[ELASTIC Demo Series] Propeller – Lightweight Orchestration Beyond Kubernetes
This episode of the ELASTIC Demo Series presents Propeller, a WebAssembly-based orchestrator that supports running application logic from cloud systems down to small edge and IoT devices. The demo walks through how Propeller deploys WebAssembly modules, manages events and executes workloads in a lightweight and consistent way across different environments.
Propeller is built on top of SuperMQ, a message distribution layer that enables devices, services and applications to communicate through a publish–subscribe model. This foundation allows Propeller to distribute Wasm workloads reliably across systems with very different resource capacities. The project has been partly supported by the ELASTIC initiative.
What Propeller aims to solve
Deploying application logic on distributed systems often requires separate tools for cloud, edge and embedded devices. These environments vary in compute power, memory limits and operating systems. Traditional container-based orchestration works well in a data-centre but becomes heavy on constrained devices.
Propeller takes a different approach. It uses WebAssembly modules as deployable units. These modules are small, predictable and portable, and can run on servers, gateways, micro-nodes and even microcontrollers when supported.
What the demo shows
The demo explains how a user prepares an application as a Wasm module, registers it in Propeller and deploys it through the system. It also shows how Propeller:
-
uses SuperMQ channels to deliver messages and trigger logic
-
loads Wasm modules when needed and applies defined rules
-
evaluates conditions and executes functions on demand
-
keeps the runtime small and predictable on devices
-
distributes logic without the need for containers or large runtimes
The video highlights how rules and workflows are expressed, how they react to events and how state can be passed between components. This provides a practical view of how Propeller behaves in real conditions.

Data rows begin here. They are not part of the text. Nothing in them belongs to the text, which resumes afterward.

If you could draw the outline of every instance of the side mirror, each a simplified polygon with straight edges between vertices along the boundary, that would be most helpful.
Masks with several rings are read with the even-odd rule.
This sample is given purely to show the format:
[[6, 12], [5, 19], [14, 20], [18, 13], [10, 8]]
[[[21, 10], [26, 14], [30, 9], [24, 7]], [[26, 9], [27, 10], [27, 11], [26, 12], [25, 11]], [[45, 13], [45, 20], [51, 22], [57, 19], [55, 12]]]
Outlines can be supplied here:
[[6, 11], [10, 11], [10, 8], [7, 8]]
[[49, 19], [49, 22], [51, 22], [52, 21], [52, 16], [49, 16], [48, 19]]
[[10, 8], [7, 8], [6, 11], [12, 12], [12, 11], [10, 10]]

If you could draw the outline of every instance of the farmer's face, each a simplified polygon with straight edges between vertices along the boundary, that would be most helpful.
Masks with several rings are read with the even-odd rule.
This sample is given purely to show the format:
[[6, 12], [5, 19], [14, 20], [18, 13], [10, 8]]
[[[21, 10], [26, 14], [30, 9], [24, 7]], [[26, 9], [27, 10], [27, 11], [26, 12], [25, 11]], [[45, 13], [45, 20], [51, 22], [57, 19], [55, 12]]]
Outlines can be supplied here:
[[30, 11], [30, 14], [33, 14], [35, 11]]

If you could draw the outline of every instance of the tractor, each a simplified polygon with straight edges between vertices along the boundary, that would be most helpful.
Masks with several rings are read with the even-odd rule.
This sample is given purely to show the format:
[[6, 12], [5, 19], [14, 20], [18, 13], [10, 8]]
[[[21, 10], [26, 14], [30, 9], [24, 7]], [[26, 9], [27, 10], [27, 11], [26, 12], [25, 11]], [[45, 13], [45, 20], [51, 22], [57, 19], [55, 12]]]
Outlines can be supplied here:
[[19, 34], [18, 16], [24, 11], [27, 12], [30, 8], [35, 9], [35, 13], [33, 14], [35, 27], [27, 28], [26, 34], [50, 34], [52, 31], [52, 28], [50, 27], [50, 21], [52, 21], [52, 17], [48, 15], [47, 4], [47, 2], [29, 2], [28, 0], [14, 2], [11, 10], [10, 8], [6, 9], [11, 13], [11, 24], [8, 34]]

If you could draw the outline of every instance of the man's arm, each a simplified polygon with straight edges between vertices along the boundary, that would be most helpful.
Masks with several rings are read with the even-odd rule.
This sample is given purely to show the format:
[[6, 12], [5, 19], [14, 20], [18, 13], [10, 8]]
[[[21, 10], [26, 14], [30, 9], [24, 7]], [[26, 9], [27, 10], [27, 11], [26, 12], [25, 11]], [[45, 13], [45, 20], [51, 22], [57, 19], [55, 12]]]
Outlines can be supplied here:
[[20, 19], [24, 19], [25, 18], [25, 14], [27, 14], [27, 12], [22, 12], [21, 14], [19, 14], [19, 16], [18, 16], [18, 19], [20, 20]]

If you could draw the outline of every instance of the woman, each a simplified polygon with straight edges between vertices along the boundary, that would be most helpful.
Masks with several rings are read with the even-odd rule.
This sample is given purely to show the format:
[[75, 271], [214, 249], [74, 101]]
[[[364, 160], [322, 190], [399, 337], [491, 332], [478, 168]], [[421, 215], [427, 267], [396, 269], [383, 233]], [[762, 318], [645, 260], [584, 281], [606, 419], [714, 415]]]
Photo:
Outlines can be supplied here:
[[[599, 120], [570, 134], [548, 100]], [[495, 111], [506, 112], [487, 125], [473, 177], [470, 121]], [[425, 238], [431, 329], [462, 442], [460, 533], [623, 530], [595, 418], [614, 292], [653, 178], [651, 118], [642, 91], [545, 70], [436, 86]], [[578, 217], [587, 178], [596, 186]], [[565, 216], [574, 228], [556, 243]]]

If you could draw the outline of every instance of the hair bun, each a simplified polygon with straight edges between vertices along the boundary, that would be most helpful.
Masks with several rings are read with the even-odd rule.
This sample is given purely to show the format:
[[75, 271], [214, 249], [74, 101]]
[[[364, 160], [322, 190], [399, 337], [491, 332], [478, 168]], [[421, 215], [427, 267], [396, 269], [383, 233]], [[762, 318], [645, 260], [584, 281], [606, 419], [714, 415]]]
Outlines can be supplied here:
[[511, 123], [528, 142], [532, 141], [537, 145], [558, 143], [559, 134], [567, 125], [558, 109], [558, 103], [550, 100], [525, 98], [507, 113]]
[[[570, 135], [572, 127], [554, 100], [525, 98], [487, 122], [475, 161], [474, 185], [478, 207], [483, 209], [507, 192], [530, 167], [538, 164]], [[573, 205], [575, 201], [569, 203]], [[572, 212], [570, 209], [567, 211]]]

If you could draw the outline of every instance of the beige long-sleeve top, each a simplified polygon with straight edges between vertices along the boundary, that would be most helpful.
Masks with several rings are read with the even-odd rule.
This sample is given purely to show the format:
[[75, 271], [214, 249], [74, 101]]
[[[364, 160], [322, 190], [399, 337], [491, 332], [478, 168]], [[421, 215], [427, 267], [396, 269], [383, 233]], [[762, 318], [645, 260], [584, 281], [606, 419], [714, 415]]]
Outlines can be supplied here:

Core characteristics of Propeller
WebAssembly execution model
Propeller runs user-defined functions packaged as Wasm modules. These modules remain portable across different CPU architectures and operating systems, as long as a compatible Wasm runtime is available.
Event-based orchestration
Logic is not executed continuously. Instead, Propeller reacts to messages published through SuperMQ or other triggers. This helps avoid unnecessary resource use and suits distributed systems where activity is irregular.
Cloud-to-edge consistency
The same Wasm module can be deployed on a server, an edge gateway or a smaller device, creating a uniform execution model. Developers do not need to create separate builds or manage different deployment paths.
Lightweight footprint
Because WebAssembly modules are small and runtimes are compact compared to container stacks, Propeller is suitable for constrained hardware. This supports use-cases where memory, CPU or power must be conserved.
Rules engine
Propeller includes a rules engine that allows developers to define how messages, conditions and modules relate. This provides a clean way to build flows and decision logic without writing custom orchestration code.
Why it matters for ELASTIC
ELASTIC is focused on technologies that support distributed, efficient, multi-tier execution across future 6G-ready infrastructures. Propeller fits into this vision by showing how application logic can run closer to devices, reduce overhead and maintain consistency without depending on heavy container runtimes.
The demo illustrates how such tools can help future systems offload tasks to nearby nodes, respond faster to events and reduce cloud back-and-forth communication.
How to try Propeller
Users interested in experimenting with Propeller can:
-
review the open-source code on GitHub (https://github.com/absmach/propeller)
-
build a sample WebAssembly module using the supported toolchain
-
publish messages through SuperMQ and observe how Propeller reacts
-
deploy modules on different hardware to compare behaviour
-
explore the rules engine to define conditions and reactions
This helps demonstrate how Propeller behaves in both cloud and edge environments and how Wasm workloads can be coordinated without traditional container pipelines.
Future work
The Propeller team is continuing to expand runtime support, improve documentation, and broaden compatibility with more Wasm environments, including runtimes suited for microcontrollers and very small devices.
Additional work is also planned around monitoring, rule validation and deployment tooling to make the orchestrator easier to integrate into existing platforms.